Is this the ultimate President Trump loyalty test? Will you trust my representations over your own  lived experience?

Morton Deutsch noted that ""trust" involves the notion of motivational relevance as well as the notion of predictability." Even then, there is individual trust, societal trust, and relationship trust. What kind of trust is implicated in the call for supporters of the McArthur Amendment to  the  AHCA? Is it relationship trust when you suspend your own disbelief in order to embrace an assertion contrary to your own lived experience? Or, is this really just a matter of figuring out what people want to hear and finding a shrewd way to tell them just that? As Marina Korokova has noted:  "[Con artists] will tell me the story that I want to hear. They’re not going to tell me the story they told someone else. It’s not like they have, you know, a story book that they read out of.
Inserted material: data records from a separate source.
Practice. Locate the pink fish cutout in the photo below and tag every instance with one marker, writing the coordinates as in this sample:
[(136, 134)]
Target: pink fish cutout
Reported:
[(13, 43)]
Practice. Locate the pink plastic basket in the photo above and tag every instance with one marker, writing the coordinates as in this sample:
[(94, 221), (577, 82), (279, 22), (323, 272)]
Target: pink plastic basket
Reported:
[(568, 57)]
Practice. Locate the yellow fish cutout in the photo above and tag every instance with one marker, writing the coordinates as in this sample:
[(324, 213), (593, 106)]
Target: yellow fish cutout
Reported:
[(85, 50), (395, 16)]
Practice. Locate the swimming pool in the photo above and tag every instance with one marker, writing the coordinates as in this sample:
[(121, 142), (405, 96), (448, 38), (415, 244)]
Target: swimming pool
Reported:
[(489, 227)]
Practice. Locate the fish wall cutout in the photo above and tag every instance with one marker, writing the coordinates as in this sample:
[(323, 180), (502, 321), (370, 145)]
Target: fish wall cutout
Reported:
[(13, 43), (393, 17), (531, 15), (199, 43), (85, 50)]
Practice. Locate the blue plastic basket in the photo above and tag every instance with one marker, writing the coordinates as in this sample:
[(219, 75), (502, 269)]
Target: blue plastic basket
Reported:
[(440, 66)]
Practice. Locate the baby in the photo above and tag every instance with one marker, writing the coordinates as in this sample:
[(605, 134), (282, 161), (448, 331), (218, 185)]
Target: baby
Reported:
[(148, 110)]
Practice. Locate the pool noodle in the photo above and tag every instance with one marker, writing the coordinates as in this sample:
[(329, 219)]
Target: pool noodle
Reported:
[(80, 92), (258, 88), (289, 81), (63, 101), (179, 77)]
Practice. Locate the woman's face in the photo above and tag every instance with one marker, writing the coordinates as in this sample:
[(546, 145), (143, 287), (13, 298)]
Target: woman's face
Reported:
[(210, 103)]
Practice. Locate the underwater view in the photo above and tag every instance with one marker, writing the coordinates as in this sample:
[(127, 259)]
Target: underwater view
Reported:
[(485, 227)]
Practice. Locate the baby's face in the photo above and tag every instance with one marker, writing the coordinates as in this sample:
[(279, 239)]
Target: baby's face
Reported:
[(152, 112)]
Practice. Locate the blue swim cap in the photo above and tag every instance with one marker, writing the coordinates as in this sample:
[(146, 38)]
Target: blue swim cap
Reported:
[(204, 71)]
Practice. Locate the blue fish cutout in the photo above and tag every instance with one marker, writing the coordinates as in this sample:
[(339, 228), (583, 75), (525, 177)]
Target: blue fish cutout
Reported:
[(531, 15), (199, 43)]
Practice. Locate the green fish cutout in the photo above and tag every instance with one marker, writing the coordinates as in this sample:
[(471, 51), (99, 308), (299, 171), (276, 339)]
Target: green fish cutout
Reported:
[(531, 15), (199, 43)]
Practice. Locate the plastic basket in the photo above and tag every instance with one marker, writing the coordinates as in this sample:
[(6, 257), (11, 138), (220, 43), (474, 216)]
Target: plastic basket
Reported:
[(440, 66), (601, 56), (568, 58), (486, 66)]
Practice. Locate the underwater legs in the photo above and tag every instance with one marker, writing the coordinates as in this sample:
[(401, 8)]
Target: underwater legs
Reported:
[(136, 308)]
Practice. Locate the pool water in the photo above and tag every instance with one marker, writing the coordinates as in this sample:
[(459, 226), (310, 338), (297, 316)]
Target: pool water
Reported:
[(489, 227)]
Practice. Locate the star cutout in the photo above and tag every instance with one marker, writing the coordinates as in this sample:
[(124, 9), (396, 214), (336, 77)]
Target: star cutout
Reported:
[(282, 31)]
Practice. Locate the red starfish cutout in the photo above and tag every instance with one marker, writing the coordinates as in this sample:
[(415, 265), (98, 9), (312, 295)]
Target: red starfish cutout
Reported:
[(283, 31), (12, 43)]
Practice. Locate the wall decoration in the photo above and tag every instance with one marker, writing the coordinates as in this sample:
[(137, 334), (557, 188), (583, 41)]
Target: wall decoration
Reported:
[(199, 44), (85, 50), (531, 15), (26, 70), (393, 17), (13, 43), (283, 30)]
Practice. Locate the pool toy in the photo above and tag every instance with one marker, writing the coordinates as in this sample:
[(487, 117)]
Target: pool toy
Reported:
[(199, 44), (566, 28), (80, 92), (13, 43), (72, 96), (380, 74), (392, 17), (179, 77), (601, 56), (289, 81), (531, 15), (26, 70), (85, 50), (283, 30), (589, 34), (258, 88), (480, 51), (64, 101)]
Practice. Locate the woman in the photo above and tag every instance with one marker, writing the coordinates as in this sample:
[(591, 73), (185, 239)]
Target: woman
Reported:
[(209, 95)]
They’re going to profile me and sell me the things I’m not going to question."

Interestingly, many of us can spot a con when it is being perpetuated on someone else ("that is too good to be true") but are vulnerable to the same cons being perpetuated on ourselves. Why? We're special. Things may not seem as they appear because of how special we are. It is about emotions, not logic.  The laws of commercial health insurance underwriting must not apply to us, only to those other folks.